How is the operation done?

You will be admitted on the day of surgery for this daycase procedure. The operation takes about 20 min and is routinely done under a general anaesthetic. 

A small incision is made on the inside of your calf. The interval between your calf muscles (gastrocnemius and soleus) is separated with retractors. The aponeurosis (thin layer of fibrous tissue) of the gastrocnemius muscle is released to allow the calf muscle to stretch. The wound is closed with dissolvable stitches and your calf is dressed with a bandage.


You will be given a boot for 2 weeks and allowed to fully weight bear using it. You should remove the boot 2 to 3 times a day for approximately 10 mins to perform calf stretching exercises. Ideally, the boot should also be worn when you are asleep in order to prevent the calf muscle from tightening-up again.

How is it done?

Aftercare and FAQs

It is important to keep the leg elevated as much as possible especially for the first 2 weeks. You will usually be able to go home when you feel ready. You will need to arrange for someone to drive you home. You should try to have a friend or relative stay with you for the first 24 hours. Your first clinic follow-up is usually 12 to 14 days after surgery.

Wound care – The dressing should be kept dry. At yours first clinic appointment, wound inspection and suture removal will be undertaken.

Work - If you have a sedentary job you should be able to return to work within 2 weeks (if you can arrange safe transport). If your job is physical, you may need to stay off work for 3 to 4 weeks.

Driving - You will not be able to drive for 2 to 3 weeks following surgery. However, if you drive an Automatic and it was your LEFT side that was operated on; then you may start short drives 2 to 3 days following surgery. It is advisable to check the terms of your car insurance to ensure your cover is valid, as some policies state that you must not drive for a specific time period after an operation.

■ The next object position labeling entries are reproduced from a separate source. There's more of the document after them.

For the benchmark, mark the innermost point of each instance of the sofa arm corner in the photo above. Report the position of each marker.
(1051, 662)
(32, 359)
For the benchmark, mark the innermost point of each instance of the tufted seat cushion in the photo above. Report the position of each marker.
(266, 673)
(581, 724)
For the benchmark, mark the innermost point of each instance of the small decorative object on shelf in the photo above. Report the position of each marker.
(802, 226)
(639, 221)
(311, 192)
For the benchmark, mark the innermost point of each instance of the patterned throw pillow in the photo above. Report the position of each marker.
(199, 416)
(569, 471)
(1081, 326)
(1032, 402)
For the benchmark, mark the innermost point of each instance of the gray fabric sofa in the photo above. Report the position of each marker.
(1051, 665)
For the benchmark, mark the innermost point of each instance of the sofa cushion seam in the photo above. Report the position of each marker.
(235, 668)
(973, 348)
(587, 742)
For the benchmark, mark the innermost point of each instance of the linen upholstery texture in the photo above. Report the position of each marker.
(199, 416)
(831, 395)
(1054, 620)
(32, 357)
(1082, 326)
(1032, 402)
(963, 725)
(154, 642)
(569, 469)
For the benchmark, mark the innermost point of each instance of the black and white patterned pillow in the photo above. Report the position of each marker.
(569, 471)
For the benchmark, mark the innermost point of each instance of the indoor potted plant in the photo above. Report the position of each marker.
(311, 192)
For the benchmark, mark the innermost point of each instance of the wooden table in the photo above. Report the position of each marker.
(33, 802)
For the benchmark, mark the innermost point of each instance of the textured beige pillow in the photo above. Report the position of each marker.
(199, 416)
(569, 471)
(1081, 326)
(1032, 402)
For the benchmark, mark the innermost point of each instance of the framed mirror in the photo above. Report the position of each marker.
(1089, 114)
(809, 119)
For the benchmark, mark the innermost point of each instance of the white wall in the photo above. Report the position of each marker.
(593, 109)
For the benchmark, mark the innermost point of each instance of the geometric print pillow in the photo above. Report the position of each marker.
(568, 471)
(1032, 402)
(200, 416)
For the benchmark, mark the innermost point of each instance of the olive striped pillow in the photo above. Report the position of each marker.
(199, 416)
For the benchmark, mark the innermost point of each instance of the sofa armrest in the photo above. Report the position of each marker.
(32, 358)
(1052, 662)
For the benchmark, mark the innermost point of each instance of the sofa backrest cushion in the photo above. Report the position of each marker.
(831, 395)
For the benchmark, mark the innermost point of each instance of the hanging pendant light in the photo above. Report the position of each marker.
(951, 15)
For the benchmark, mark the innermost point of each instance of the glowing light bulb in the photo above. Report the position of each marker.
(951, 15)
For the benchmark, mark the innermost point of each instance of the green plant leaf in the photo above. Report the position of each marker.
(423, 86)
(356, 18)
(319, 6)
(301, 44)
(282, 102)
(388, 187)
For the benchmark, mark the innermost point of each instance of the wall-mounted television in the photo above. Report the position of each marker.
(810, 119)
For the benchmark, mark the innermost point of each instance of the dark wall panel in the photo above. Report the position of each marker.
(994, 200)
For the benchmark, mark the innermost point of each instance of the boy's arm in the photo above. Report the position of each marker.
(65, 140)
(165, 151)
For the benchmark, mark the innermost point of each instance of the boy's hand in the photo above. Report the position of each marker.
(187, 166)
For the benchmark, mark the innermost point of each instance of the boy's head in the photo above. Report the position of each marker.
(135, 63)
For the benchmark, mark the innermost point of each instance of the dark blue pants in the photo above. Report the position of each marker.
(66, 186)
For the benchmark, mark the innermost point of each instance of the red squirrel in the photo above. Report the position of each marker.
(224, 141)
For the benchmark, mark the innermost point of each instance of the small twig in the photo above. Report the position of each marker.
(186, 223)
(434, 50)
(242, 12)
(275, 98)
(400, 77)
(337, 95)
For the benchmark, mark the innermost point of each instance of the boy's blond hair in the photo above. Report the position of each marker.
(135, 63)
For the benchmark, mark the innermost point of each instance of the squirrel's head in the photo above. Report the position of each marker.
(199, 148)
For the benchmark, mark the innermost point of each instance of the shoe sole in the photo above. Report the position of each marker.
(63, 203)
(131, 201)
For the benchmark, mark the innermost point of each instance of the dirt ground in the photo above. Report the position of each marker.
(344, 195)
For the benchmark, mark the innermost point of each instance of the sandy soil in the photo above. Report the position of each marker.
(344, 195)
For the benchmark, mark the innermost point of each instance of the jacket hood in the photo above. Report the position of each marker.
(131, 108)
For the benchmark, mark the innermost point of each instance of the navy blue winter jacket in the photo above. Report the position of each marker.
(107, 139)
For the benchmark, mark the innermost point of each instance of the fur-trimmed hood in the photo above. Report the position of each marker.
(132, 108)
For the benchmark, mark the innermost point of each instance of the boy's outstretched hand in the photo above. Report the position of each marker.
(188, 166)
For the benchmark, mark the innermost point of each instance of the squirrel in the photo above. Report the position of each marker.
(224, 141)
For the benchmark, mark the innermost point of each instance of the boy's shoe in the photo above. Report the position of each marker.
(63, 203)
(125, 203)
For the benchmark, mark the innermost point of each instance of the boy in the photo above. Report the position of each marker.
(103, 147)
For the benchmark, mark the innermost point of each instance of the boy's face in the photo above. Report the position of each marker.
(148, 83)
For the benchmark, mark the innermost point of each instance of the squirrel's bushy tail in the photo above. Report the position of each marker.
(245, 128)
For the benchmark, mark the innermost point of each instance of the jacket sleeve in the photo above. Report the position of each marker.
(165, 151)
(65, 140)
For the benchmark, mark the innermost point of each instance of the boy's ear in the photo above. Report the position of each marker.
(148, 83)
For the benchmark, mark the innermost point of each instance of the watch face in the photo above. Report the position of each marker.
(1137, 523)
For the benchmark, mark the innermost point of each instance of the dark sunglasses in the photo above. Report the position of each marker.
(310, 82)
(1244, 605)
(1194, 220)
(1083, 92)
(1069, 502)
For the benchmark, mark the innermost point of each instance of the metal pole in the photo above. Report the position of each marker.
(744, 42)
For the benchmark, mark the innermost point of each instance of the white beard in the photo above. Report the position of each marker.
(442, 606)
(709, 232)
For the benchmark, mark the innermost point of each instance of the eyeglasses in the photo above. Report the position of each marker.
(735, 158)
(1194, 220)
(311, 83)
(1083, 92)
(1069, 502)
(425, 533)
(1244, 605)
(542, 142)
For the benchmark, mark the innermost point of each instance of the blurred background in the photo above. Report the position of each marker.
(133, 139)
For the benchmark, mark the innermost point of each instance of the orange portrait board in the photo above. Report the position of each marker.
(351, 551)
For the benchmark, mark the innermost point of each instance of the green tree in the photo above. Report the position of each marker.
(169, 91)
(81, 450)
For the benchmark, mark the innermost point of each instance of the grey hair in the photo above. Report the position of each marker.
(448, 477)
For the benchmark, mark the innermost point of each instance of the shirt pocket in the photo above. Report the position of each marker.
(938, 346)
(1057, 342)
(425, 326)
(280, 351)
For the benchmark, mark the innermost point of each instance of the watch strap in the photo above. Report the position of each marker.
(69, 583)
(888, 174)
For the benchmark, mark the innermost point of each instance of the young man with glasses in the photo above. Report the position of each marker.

Flying after surgery - It is generally recommended to wait at least four to six weeks to fly after any lower limb surgery. It may be possible to fly on short-haul or domestic flights at an earlier time, but you should always check with your GP or surgeon. Always consult your doctor, your health insurance provider and the airline you are flying with before making your flight reservation.


What are the surgical risks?


  • Infection

  • Nerve damage – causing numbness or tender scar

  • Deep vein thrombosis (DVT) and pulmonary embolism (PE) – blood clots in the vein or lungs 

  • Muscle weakness

  • Residual pain in foot

It is beyond the scope of this document to list rarer risks (less than one in a thousand) but I will be very happy to discuss any worries about specific concerns and also about any family history or your past health problems. If there is anything you do not understand or if you have any questions or concerns, please feel free to discuss them with me.